Die Mutter breitet hastig Zeitungspapier auf dem Küchentisch aus. Sorgsam cremt sie die Schuhe ein und wienert sie anschließend am offenen Vorratsfenster blitzblank. Der Wind bläst Schneeflocken auf die Fensterbank und der Mutter ins Gesicht. Sie schließt das Fenster und trocknet mit ihrem Schürzenzipfel das Gesicht. „Hier“, sagt sie zum Bruder und reicht ihm die sauberen Schuhe. Der Bruder zieht die Schuhe an, es dauert, es sind hohe Schuhe mit Hakenverschluss. Gekonnt schnürt er sie überkreuz, zieht die Schnürbänder mit einem Ruck fest und bindet eine Schleife. Die kleine Schwester kniet auf dem Küchensofa und sieht ihm versonnen zu. „Heute wirst du weit laufen müssen, du brauchst festes Schuhwerk“, sagt die Mutter „ und warme Kleidung.“
Der Bruder zieht im Flur Jacke, Schal und Mütze an und beeilt sich aus dem Haus zu kommen. Die kleine Schwester hüpft vom Sofa und läuft ins Schlafzimmer. Vom Fenster aus sieht sie dem Bruder nach, bis ihn das Schneegestöber verschluckt. Die Mutter sagt: „Heute bringen die heiligen drei Könige Gottes Segen in die Häuser. Dein Bruder ist auch ein König.“ Die kleine Schwester bleibt am Fenster. Der Bruder ein König? Sie wartet am Fenster. Die Mutter sagt: „ Das kann dauern, bis sie zu uns ins Tal kommen.“ Es dämmert schon, als drei Gestalten die Treppe zur Haustür hochsteigen. Die Mutter öffnet die Haustür. Vor lauter Aufregung erkennt die kleine Schwester den Bruder nicht sofort, aber dann doch. Er trägt ein langes Gewand und hat eine Krone auf dem Kopf. In der Hand hält er einen langen Stil, an dem ein großer goldener Stern befestigt ist. Der zweite König ist schwarz im Gesicht. Auch er trägt ein langes Gewand und eine Krone. In der Hand hält er eine Dose. Der dritte ist auch ganz prächtig gekleidet, wie die beiden anderen, aber seine Krone ist etwas kleiner und in der Hand hält er einen Stoffbeutel, an dem er schwer trägt.
„ Wir sind drei Könige aus dem Morgenland, mit einem Stern von Gott gesandt. Der Stern war groß und wunderbar und leuchtet wie die Sonn‘ so klar“, singen die heiligen drei Könige. Die kleine Schwester ist ganz und gar hingerissen und kann den Worten nicht weiter folgen.

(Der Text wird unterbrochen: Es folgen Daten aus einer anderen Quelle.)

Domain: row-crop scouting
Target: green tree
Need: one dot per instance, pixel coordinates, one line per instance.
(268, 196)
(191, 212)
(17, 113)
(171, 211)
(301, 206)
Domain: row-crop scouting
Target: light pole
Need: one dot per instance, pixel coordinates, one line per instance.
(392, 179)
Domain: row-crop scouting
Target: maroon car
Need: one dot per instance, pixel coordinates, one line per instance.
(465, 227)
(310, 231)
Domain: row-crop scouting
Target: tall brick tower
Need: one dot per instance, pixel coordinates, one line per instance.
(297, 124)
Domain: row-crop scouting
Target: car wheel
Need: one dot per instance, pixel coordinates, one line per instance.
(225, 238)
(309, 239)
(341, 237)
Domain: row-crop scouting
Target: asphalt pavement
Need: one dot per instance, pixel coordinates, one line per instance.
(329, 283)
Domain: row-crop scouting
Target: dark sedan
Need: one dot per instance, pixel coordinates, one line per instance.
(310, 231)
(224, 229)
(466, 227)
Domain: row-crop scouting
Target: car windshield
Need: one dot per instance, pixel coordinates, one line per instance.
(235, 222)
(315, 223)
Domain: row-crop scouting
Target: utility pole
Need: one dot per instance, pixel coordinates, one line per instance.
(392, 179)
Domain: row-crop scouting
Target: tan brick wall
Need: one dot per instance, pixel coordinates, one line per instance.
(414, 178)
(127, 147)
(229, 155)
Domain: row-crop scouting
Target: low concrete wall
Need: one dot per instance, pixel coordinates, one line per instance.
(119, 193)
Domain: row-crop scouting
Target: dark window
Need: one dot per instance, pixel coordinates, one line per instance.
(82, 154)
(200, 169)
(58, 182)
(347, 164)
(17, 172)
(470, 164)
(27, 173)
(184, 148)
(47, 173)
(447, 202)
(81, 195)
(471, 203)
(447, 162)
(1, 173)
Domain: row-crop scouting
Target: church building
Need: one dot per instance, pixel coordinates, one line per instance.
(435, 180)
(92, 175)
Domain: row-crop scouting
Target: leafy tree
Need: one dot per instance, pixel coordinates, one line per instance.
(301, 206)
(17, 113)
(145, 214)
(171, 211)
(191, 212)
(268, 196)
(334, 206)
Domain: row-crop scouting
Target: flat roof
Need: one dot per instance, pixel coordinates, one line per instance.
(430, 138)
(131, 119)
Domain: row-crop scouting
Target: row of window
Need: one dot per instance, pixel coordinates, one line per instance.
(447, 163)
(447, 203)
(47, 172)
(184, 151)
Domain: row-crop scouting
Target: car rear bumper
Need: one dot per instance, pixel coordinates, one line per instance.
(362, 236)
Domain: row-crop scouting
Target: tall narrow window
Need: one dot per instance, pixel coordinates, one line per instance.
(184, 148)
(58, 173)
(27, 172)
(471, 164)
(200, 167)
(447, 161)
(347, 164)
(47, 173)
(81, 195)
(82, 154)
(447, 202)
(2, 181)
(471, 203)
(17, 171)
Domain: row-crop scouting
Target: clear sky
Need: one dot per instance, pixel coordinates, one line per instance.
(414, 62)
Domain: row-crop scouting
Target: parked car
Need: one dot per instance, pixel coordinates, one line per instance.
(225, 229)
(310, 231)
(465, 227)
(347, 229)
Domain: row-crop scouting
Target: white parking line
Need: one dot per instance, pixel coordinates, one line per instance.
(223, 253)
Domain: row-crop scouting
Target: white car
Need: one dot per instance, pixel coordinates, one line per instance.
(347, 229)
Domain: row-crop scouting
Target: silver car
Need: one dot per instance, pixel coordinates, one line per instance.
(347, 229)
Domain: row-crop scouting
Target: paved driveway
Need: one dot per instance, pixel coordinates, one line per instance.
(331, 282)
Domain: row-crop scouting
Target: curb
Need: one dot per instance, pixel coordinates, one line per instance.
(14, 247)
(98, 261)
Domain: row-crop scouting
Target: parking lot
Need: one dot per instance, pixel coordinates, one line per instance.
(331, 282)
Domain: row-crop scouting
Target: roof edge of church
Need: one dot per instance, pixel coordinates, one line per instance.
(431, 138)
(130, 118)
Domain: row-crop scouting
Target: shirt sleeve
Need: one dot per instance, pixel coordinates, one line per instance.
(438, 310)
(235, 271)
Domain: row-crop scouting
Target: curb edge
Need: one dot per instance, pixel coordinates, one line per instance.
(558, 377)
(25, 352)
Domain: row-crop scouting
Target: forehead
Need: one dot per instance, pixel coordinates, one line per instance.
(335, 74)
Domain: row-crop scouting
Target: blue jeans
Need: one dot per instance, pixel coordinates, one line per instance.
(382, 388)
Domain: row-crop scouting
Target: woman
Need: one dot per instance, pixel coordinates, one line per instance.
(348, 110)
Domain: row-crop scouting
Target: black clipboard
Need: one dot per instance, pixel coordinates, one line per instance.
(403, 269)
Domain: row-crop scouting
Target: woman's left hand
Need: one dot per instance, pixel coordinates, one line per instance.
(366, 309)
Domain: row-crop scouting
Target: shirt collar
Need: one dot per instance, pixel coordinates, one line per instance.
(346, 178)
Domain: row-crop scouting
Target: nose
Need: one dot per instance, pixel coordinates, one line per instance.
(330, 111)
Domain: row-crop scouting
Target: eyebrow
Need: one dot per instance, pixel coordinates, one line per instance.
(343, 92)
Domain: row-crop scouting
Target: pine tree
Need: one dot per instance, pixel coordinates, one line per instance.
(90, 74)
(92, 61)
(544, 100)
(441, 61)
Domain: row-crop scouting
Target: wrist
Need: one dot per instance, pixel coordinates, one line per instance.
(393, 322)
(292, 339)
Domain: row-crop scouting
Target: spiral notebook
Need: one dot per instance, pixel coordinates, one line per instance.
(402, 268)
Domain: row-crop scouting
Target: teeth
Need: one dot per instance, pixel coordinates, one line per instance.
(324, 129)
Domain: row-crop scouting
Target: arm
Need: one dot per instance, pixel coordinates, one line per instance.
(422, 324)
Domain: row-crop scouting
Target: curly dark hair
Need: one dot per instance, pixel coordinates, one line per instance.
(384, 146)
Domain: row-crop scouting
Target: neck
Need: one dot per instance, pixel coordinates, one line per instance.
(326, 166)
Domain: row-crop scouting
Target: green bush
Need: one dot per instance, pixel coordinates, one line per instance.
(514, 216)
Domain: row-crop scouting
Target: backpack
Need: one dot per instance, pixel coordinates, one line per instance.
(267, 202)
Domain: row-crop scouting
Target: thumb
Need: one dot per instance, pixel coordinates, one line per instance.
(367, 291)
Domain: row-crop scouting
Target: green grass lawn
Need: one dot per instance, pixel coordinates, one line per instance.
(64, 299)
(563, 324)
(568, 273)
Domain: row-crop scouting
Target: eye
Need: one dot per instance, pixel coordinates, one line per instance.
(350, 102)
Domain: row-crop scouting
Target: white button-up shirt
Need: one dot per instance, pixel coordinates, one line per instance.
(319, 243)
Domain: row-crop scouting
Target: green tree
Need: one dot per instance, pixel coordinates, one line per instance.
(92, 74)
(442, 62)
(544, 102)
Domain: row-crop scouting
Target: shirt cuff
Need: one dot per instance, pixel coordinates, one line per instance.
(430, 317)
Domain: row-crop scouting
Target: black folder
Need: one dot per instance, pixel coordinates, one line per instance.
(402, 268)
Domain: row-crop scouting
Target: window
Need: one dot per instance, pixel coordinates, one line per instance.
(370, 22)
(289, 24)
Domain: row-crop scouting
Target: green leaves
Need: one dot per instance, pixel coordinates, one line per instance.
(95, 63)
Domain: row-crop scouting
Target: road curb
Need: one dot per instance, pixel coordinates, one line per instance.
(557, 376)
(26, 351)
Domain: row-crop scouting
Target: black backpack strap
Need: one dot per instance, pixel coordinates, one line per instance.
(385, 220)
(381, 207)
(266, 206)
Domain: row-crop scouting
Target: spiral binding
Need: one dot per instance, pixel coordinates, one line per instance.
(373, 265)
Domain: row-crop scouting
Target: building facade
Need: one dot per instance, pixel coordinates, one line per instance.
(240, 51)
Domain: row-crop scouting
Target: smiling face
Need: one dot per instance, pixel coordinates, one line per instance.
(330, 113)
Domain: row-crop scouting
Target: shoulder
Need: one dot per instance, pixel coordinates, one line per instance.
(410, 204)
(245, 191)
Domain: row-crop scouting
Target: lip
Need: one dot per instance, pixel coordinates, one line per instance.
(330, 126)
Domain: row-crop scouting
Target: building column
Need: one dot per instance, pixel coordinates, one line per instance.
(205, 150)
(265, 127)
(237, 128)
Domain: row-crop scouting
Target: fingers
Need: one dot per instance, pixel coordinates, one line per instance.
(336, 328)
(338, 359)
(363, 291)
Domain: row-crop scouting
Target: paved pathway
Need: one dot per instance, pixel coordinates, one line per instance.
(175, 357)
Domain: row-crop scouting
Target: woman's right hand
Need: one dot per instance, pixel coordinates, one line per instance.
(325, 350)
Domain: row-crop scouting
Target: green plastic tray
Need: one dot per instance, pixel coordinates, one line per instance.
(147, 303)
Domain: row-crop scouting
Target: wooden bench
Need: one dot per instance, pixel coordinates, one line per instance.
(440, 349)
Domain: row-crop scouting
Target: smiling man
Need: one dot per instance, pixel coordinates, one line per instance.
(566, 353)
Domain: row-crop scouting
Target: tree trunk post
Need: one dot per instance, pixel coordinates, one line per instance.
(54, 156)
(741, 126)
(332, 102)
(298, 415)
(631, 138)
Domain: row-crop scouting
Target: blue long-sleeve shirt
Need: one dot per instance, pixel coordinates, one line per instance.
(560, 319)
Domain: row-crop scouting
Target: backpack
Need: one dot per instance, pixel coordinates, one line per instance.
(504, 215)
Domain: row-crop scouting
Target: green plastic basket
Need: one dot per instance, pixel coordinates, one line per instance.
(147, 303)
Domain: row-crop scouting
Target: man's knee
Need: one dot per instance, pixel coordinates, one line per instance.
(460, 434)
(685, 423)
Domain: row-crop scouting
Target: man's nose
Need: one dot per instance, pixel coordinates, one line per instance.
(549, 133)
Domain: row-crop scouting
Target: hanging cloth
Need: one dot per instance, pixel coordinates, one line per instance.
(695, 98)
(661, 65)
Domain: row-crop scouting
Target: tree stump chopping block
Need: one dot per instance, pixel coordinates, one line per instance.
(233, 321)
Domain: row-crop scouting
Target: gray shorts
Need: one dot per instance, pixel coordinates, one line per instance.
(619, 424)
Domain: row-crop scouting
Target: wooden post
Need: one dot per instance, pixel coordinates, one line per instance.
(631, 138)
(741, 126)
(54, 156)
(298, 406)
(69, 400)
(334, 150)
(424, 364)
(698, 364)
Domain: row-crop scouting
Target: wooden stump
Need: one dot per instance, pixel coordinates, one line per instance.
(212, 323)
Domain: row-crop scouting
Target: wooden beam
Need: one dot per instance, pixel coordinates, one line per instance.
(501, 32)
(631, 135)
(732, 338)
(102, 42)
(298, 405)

Dann endet der Gesang und mit fester Stimme sprechen die drei Heiligen: „Wir drehen den Stern und loben den Herrn, auf Wiedersehen bis zum nächsten Jahr.“ Und während Sie sprechen, dreht der Bruderkönig feierlich den Stern. Die Mutter nimmt aus ihrer Schürzentasche ein Fünfmarkstück und steckt es in die goldene Büchse. „ Wartet“, sagt sie und holt aus der Küche noch eine Tafel Schokolade. Die gibt sie dem König, der den Stoffbeutel trägt. Der schreibt mit Kreide etwas an die Haustür. „Den Segenswunsch“, erklärt die Mutter. Sie bedankt sich bei den Dreien, die machen kehrt und ziehen weiter.
Es ist schon dunkel, als der Bruder nach Hause kommt. Er ist müde und mürrisch. Er setzt sich an den Küchentisch, wird von der Mutter mitfühlend bedient. Der kleinen Schwester wirft er einen unfreundlichen Blick zu. Die Schwester erschrickt. Das ist nicht der König von eben, das ist der Bruder wie immer.